A tipping point is close to being reached where leadership on climate change will shift from government to business because of the clear economic imperative to address climate change.

Looking ahead

2020 is likely to be a significant year both domestically and internationally in advance of the operationalisation of the Paris Agreement. 

Even before the unprecedented heat and bushfires experienced in Australia over 2019-2020, there has been increasing pressure on the Federal government to revisit its climate change policies.  Although this is still being resisted, there has recently been a softening in language including over the possible use of "carry over credits".  Whether this translates into substantive change in domestic policies or the government's approach to international negotiations remains to be seen.  With the government intending to shortly release a draft of Australia's long term 2050 emissions strategy for consultation, some indication is likely to be given.  Irrespective of what is occurring at the Federal level, most State governments have made commitments to net-zero emissions targets with policies being developed to achieve those targets.
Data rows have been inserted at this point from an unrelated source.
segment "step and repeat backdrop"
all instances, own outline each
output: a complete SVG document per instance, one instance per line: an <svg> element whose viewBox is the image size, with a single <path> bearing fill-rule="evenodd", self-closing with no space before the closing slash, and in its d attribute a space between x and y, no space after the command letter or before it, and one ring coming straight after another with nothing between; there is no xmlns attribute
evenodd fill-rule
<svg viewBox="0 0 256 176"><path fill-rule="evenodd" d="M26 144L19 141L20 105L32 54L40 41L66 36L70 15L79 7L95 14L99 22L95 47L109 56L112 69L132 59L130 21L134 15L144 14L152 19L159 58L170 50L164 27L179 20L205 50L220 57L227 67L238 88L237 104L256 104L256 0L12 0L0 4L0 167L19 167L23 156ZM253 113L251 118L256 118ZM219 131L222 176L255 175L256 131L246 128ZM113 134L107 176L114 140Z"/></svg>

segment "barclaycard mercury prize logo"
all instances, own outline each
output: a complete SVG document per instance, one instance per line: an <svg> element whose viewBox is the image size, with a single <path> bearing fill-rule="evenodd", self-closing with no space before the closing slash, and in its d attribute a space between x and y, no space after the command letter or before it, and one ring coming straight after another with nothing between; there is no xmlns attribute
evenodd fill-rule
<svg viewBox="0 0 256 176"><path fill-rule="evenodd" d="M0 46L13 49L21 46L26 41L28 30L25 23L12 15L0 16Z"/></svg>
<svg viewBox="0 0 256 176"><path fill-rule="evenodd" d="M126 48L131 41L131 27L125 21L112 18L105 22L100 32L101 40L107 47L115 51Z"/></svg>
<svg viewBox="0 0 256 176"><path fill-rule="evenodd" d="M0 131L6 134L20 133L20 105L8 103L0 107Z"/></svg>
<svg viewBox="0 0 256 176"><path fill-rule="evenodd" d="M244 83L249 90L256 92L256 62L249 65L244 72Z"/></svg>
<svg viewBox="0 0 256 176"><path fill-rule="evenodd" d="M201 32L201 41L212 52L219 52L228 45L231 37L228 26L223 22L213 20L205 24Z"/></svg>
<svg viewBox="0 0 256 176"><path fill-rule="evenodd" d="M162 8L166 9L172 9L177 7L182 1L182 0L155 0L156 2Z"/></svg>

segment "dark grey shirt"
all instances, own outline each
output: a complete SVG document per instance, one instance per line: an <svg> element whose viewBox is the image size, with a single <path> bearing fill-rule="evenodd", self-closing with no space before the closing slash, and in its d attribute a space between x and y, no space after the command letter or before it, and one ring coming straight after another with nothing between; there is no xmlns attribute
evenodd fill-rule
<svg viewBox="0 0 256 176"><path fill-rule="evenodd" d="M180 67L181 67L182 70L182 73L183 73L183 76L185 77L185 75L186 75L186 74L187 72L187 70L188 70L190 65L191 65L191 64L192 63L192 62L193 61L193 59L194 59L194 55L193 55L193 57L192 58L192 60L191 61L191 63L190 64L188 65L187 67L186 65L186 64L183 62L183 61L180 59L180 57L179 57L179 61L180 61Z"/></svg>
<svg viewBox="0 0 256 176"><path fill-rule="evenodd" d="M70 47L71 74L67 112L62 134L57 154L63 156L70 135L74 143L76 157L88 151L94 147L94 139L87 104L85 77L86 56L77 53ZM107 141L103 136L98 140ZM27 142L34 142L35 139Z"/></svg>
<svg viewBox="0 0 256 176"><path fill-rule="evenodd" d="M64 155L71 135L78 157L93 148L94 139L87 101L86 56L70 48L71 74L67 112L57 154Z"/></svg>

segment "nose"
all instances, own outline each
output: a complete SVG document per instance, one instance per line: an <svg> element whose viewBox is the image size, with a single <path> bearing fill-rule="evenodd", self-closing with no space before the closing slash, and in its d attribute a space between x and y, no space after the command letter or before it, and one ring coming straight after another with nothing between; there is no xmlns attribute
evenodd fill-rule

Internationally, negotiations will continue during 2020, culminating at COP26 to be held in Glasgow in November.  With the UK Government having passed legislation committing itself to a 2050 net-zero emissions target, it has already signalled that it will be pushing hard to achieve a successful and ambitious outcome.  COP26 will also be held shortly after the result of the 2020 US Presidential election is known, with the Democratic candidates committed to reaffirming the USA's ratification of the Paris Agreement.  The outcome of that election could significantly impact the success of COP26.

The increasing role of business and finance is also not to be ignored, as evident by the frequent public announcements being made which involve commitments to emission reduction targets or divestment from fossil fuels and emission intensive assets.  Money talks and it is currently demanding urgent and effective action on climate change.